If the fire comes farther south, it might well climb Howell Mountain’s northern flank, race along the ridge, and come down through the firs and ponderosa pines that extend into the very midst of their lives. Then it could consume things as precious to the Dunns as their photographs: house, outbuildings, a couple of million dollars’ worth of bottled cabernet sauvignon, and the new 2015 vintage still on the vines; also a vegetable garden, the huge fig tree dropping more fruit than they and the birds could eat, and nearby Wildlake, 3,000 acres of wilderness high on the eastern perimeter of Napa Valley. The Dunns have saved it once before.

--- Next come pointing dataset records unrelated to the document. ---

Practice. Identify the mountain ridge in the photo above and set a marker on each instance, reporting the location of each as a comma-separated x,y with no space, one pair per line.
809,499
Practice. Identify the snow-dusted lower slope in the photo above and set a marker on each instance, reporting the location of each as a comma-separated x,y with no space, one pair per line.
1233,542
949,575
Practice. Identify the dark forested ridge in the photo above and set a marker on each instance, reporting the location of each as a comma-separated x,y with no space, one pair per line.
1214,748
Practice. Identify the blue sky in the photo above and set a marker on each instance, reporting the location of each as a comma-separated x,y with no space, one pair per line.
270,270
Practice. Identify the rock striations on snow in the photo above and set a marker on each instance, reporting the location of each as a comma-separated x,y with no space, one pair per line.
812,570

Lori takes off her brace in frustration and carries the box of photographs out the kitchen door, past a sign that reads Grandma and Grandpa’s House: Memories made here, and down the outdoor stairs to the little cave where some Dunn wine is stored. She leaves the box there and goes back upstairs for her sewing machine and collection of quilts. Then she hugs Randy and, still in her pajamas, gets into their white SUV to drive to the relative safety of St. Helena, a vertical half-mile below.
Randy—in Levi’s, boots, and a T-shirt bearing the silhouette of his turbo-prop Commander parked a mile away at the Angwin airstrip—now has to decide what job to do first and the order of all those to follow.